I know how to do the rsync, I just don't know how to get the USB drive to show up when I do a df -h and how to properly remove it before unplugging it from the server. this is a live server, so I can't go playing around and possibly mess something up. Can anyone help? |
Quote:
1. Plug the USB disk, the system must be able to detect it; 2. Mount the disk; check Options must allow an 'rw' permission to write the back up to it, there must be enough space too; 3. Rsync.... (be sure about your Source and Destination disks) Hope it helps. |
You shouldn't have to do that.
Why not edit it into /etc/fstab? |
Couple things. One, I only have access to the CLI, no gui on the server.

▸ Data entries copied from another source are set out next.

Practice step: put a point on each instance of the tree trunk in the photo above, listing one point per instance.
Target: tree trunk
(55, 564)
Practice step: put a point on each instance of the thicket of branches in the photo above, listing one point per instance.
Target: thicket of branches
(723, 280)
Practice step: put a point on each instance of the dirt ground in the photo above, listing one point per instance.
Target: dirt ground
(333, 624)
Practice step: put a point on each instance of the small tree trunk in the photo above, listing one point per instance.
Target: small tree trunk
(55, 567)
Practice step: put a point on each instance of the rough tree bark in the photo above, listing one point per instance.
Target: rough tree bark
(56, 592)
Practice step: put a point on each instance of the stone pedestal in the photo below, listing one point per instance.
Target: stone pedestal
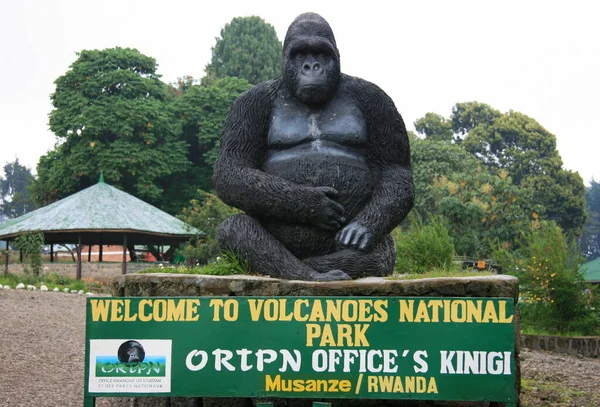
(198, 285)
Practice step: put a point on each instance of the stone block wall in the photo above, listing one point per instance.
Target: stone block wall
(587, 346)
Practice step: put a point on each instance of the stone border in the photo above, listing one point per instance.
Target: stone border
(586, 346)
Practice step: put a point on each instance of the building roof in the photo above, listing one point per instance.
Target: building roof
(591, 270)
(100, 210)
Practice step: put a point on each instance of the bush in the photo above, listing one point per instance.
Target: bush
(30, 243)
(228, 264)
(206, 215)
(555, 298)
(423, 246)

It's a FAT32 USB drive, 1TB, so it should recognize it I think. The server I want to plug it into is RHEL5. I'm still at a loss on how to do this. |
Quote:
|
My problem is I don't know how to mount or unmount it properly in RHEL's command line. I can do it on my XP PC, but Linux I'm clueless.
|
Quote:
Code:
mount -tvfat /dev/sd?? /directory |
OK, so I plug the USB drive into my server, then do a fdisk -l to find out what dev it is. then I do mount -tvfat /dev/sd?? /directory
the folder structure was created on my XP PC, so would the directory path be the same as if i went through a windows command prompt or something similar? Then how do i unmount? |
Quote:
Code:
mount -tvfat /dev/sda1 /usbdrive Code:
umount /dev/sd?? |
Thanks, I'll give it a shot, I'll let you know how it went.
|
Mount: mount point /usbdrive does not exist
What do I do now? |
Also, under fdisk for the usb drive, it lists sdd1 and sdd5, assuming I want the fat32 and not ext'd (lba)
|
Quote:
Code:
mkdir /usbdrive |
Quote:
|
does it matter if i do the mkdir as mkdir /usbdrive or mkdir /dev/usbdrive or mkdir /home/username/usbdrive? is one better or one a huge problem?